At this point we can create a map showing the suburb areas without shopping malls

In [70]:
# create map of Kampala indicating the suburbs using latitude and longitude values
map_kampala = folium.Map(location=[latitude, longitude], zoom_start=12)

# add markers to map
for lat, lng, hood in zip(df['Latitude'], df['Longitude'], df['Suburb']):
    label = '{}'.format(hood)
    label = folium.Popup(label, parse_html=True)
    folium.CircleMarker(
        [lat, lng],
        radius=5,
        popup=label,
        color='blue',
        fill=True,
        fill_color='#3186cc',
        fill_opacity=0.7).add_to(map_kampala)  
    
map_kampala

In [71]:
map_kampala.save('cluster_nomalls.html')

## Objective 2
As stated in our second objective. The intended location is supporsed to be in a high to middle income suburb. For this we shall only select suburbs with rental charges greater than 1,000,000 Ugandan shillings. This is done with the assumption that those capable of paying such rental charges can also afford shopping in the high end shopping mall.

In [74]:
# drop cells with surburbs that have rental prices below 1,000,000
df_lan =df[df['Average rental prices'] > 1000000].reset_index(drop=True)
print(df_lan.shape)
df_lan

(7, 4)


Unnamed: 0,Suburb,Average rental prices,Latitude,Longitude
0,Bukoto,1100000,-0.39288,31.63031
1,Bunga,1475000,0.272844,32.620329
2,Buziga,1216667,0.258917,32.617698
3,Luzira,1144293,0.297493,32.652819
4,Lweza,2080000,0.224644,32.547464
5,Munyonyo,2010582,0.244545,32.62175
6,Muyenga,2275000,0.299107,32.618571


After fulfilling the criteria set, we are left with only 7 suburbs namely Bukoto, Bunga, Buziga, Luzira, Lweza, Munyonto and Muyenga. 

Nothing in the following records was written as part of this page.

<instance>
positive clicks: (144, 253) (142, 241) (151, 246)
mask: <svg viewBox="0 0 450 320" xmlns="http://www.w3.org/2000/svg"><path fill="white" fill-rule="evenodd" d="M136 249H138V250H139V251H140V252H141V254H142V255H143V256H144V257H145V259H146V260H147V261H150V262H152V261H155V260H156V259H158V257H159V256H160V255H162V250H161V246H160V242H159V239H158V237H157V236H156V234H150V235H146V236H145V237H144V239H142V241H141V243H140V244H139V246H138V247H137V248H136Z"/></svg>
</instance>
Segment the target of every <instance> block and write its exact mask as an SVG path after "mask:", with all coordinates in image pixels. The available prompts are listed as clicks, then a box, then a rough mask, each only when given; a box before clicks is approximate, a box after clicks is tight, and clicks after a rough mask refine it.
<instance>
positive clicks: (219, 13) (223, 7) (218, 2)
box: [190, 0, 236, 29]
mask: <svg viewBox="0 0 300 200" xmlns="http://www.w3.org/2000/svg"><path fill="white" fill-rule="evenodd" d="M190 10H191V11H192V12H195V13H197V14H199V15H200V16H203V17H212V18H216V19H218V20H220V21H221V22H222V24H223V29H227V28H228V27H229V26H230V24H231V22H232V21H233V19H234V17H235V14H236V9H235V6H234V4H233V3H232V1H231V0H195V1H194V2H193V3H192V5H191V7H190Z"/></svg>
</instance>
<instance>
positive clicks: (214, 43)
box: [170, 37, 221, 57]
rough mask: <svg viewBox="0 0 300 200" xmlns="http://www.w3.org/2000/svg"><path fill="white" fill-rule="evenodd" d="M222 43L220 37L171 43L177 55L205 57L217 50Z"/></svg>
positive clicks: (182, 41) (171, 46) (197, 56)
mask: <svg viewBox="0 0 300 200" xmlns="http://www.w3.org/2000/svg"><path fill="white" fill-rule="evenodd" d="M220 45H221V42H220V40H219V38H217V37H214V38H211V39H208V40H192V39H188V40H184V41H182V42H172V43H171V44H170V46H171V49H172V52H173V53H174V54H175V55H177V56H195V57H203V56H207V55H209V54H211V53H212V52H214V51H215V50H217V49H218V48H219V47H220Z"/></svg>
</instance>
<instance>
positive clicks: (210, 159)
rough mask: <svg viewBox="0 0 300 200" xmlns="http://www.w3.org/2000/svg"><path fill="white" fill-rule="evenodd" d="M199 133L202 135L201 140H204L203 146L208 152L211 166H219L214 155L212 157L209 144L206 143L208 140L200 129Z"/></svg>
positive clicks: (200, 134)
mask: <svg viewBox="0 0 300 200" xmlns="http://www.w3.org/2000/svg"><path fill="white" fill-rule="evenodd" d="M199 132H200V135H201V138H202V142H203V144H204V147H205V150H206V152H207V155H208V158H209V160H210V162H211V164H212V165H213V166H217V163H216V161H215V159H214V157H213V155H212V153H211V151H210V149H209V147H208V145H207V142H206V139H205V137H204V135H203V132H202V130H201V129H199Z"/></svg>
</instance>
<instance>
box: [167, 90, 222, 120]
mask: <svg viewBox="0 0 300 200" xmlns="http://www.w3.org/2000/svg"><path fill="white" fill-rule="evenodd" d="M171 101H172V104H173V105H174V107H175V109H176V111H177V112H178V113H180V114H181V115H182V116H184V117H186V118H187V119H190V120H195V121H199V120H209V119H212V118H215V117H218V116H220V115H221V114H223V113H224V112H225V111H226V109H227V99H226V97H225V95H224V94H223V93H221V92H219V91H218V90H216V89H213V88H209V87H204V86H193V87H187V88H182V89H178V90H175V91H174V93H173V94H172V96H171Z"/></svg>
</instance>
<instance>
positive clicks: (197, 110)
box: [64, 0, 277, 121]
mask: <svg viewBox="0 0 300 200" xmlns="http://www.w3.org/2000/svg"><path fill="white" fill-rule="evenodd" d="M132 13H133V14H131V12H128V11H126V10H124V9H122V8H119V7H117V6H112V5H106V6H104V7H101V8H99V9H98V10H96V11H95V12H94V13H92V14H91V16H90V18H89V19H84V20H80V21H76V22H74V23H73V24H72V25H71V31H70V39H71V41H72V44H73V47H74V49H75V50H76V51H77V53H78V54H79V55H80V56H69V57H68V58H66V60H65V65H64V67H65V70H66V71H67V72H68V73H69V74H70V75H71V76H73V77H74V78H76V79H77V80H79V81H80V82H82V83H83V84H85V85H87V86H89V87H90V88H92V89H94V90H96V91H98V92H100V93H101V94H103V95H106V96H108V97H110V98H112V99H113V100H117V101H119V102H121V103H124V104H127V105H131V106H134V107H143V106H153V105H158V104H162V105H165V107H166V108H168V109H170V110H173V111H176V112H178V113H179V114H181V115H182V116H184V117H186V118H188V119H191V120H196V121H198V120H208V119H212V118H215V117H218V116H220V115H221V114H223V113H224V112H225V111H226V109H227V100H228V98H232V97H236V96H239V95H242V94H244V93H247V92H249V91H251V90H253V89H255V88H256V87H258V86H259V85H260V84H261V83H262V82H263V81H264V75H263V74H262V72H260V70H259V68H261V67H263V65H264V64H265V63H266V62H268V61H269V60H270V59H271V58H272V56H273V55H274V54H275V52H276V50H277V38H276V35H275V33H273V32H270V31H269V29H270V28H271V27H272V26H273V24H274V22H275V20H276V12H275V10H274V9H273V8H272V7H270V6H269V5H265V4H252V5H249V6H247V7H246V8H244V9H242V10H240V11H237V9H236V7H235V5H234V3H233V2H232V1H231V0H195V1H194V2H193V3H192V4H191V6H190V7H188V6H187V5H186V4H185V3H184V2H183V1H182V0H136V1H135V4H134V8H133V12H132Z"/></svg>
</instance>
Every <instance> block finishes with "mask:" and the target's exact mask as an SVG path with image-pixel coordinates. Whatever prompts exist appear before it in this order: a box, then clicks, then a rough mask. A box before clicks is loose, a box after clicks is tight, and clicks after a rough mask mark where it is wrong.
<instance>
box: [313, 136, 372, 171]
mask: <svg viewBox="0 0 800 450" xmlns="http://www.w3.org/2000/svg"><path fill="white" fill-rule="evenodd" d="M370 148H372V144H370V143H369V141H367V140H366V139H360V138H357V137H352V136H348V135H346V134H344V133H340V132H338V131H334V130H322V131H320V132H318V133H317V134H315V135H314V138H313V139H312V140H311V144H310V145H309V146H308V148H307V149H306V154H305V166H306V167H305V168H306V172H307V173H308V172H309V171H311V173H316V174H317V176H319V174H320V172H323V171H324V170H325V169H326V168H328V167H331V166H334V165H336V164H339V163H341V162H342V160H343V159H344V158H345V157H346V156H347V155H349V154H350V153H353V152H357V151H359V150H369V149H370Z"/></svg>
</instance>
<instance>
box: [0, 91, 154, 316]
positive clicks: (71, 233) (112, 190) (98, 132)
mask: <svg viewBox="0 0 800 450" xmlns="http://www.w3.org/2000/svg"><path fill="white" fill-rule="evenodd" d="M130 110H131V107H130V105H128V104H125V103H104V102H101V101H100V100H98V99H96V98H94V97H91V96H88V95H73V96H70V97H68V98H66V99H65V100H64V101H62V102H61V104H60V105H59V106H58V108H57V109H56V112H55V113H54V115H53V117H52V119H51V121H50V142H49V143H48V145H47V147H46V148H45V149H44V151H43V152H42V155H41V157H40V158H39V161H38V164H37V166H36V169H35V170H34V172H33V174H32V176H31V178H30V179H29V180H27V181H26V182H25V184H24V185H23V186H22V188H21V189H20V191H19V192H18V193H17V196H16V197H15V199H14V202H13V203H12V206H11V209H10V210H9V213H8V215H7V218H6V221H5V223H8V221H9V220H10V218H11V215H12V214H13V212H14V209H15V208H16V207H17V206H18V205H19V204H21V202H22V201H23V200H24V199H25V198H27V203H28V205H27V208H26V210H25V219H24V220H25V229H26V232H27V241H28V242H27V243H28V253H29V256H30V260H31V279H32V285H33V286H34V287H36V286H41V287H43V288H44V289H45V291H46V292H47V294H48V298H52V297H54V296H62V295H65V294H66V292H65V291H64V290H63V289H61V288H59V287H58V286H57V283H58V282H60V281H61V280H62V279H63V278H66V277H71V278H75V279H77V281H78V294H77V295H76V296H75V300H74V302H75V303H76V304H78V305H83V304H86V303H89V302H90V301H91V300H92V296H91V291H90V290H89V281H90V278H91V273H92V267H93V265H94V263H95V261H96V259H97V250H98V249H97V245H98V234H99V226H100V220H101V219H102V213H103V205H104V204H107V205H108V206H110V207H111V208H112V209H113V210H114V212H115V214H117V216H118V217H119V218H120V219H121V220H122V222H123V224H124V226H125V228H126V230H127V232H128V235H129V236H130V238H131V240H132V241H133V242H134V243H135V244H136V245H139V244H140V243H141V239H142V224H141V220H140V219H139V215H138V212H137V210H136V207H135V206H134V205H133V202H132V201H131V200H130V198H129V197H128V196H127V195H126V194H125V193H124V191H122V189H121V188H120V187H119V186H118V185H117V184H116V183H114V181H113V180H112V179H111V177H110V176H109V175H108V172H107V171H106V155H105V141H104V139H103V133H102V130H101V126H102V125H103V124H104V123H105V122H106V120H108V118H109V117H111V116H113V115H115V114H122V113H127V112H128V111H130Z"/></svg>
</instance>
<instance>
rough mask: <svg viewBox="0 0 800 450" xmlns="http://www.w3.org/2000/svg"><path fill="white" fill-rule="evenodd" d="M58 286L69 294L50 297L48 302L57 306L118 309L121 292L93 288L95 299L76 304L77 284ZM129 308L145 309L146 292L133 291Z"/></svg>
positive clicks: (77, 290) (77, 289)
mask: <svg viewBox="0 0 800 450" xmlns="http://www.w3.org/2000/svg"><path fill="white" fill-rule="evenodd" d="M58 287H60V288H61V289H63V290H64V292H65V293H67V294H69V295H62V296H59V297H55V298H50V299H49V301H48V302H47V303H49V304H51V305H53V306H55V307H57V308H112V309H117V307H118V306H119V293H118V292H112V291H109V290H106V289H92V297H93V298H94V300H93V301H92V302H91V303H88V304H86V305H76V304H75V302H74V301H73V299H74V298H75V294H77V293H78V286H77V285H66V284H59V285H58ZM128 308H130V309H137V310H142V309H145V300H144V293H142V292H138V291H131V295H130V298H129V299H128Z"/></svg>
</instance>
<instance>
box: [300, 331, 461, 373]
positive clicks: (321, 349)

## We then plot a map indicating the remaining suburb areas

In [81]:
# create map of Toronto using latitude and longitude values
map_kampala = folium.Map(location=[latitude, longitude], zoom_start=12)

# add markers to map
for lat, lng, hood in zip(df_lan['Latitude'], df_lan['Longitude'], df_lan['Suburb']):
    label = '{}'.format(hood)
    label = folium.Popup(label, parse_html=True)
    folium.CircleMarker(
        [lat, lng],
        radius=5,
        popup=label,
        color='blue',
        fill=True,
        fill_color='#3186cc',
        fill_opacity=0.7).add_to(map_kampala)
    folium.CircleMarker(
        [0.2734828, 32.6165844],
        radius=90,
        popup='loaction11',
        color='yellow',
        fill=False,).add_to(map_kampala)
    

    
map_kampala

Visually we can see that there is a clustering suburbs consisting of Muyenga, Bunga, Buziga and Munyonyo. These are well known high end suburbs consisting of posh neighborhoods housing mostly the wealthy. It would be great to have a mall that can be accessed by all the residents in the 4 mentioned suburbs. A mall set up within the visinity of the yellow circle that was proximated by getting the average of the latitude and longitude cordinates of the 4 suburbs would be very practicle and visible.